Routine Male Circumcision Should Be Considered in Areas of Africa With High HIV Prevalence, Opinion Piece Says
Routine male circumcision "must be considered" in areas of Africa with high HIV prevalence because the procedure is a "source of hope that could eventually save many lives," columnist Michael Gerson writes in a Washington Post opinion piece (Gerson, Washington Post, 6/1).
According to final data from two NIH-funded studies -- conducted in Uganda and Kenya and published in the Feb. 23 issue of the journal Lancet -- routine male circumcision could reduce a man's risk of HIV infection through heterosexual sex by 65%. In response to the findings, the World Health Organization and UNAIDS in March recommended the procedure as a way to help reduce the spread of HIV (Kaiser Daily HIV/AIDS Report, 5/10).

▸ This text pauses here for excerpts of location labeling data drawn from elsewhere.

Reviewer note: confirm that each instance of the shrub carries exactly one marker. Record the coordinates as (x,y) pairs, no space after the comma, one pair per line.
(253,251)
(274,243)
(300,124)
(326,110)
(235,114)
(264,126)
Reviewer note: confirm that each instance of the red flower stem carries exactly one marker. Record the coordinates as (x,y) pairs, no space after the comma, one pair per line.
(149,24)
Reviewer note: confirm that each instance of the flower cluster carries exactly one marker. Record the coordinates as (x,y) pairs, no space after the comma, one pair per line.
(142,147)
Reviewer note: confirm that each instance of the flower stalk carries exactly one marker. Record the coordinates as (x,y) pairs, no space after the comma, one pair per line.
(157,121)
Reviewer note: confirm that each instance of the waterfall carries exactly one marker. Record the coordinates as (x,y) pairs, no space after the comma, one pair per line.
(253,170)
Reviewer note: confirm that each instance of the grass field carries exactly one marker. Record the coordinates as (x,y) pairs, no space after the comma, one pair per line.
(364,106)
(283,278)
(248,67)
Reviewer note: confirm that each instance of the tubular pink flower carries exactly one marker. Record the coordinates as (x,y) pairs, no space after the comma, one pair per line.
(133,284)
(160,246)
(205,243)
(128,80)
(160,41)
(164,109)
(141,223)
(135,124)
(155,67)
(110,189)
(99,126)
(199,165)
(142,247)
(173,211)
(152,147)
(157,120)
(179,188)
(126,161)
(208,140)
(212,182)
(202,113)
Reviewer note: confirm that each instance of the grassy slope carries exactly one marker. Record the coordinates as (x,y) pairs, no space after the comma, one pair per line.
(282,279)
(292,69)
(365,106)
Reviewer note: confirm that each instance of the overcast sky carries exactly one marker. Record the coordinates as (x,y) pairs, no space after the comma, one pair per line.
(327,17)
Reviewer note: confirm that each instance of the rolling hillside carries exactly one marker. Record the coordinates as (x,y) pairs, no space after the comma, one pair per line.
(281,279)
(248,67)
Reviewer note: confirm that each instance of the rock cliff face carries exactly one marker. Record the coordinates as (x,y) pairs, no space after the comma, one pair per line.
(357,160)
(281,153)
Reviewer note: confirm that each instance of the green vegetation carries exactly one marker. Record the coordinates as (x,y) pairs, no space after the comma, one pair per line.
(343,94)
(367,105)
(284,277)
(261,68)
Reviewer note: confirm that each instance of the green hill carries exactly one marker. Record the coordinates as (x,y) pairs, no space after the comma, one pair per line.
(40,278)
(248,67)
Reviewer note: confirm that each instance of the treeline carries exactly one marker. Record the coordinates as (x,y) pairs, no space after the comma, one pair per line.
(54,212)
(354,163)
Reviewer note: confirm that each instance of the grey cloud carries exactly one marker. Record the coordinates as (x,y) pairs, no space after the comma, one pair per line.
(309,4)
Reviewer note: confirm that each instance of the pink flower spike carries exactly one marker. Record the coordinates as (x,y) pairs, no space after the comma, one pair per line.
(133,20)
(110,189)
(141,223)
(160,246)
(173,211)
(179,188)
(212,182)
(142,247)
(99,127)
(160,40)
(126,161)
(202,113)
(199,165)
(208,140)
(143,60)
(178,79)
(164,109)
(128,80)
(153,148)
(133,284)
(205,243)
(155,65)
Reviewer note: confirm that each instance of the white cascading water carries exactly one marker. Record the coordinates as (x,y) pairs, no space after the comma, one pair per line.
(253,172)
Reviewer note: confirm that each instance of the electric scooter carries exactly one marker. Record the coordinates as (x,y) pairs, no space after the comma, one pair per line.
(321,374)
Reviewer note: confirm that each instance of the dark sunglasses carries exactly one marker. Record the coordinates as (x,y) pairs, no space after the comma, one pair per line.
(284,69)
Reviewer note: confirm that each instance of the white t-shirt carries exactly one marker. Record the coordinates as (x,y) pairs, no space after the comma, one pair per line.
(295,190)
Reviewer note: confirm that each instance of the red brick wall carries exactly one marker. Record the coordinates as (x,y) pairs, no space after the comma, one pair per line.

According to Gerson, there are "obstacles" to expanding male circumcision programs in Africa, including matters of cultural, religious and ethnic identity. However, surveys conducted in Africa "indicate an openness to the procedure among uncircumcised Christians," Gerson writes. There also are "practical obstacles," including a risk of infection from the operation and a lack of equipment and personnel to perform the procedure on an expanded scale, Gerson writes. Similar "arguments were made against the possibility of AIDS treatment" on the continent, Gerson writes, adding that a "concerted American and international commitment proved that pessimism to be unjustified." According to Gerson, the "main problem" is that circumcision is "partially protective" against HIV, which might give some men a "false sense of invulnerability."
According to Gerson, "health education will be required," African governments will have to consider both routine infant and adult circumcision, and international donors and European governments must "aggressively support" circumcision programs in Africa and provide new resources. Gerson writes that the benefits of circumcision to men are "increasingly undeniable" and a "matter of moral urgency." He concludes, "When it comes to AIDS, circumcision is the kindest cut" (Washington Post, 6/1).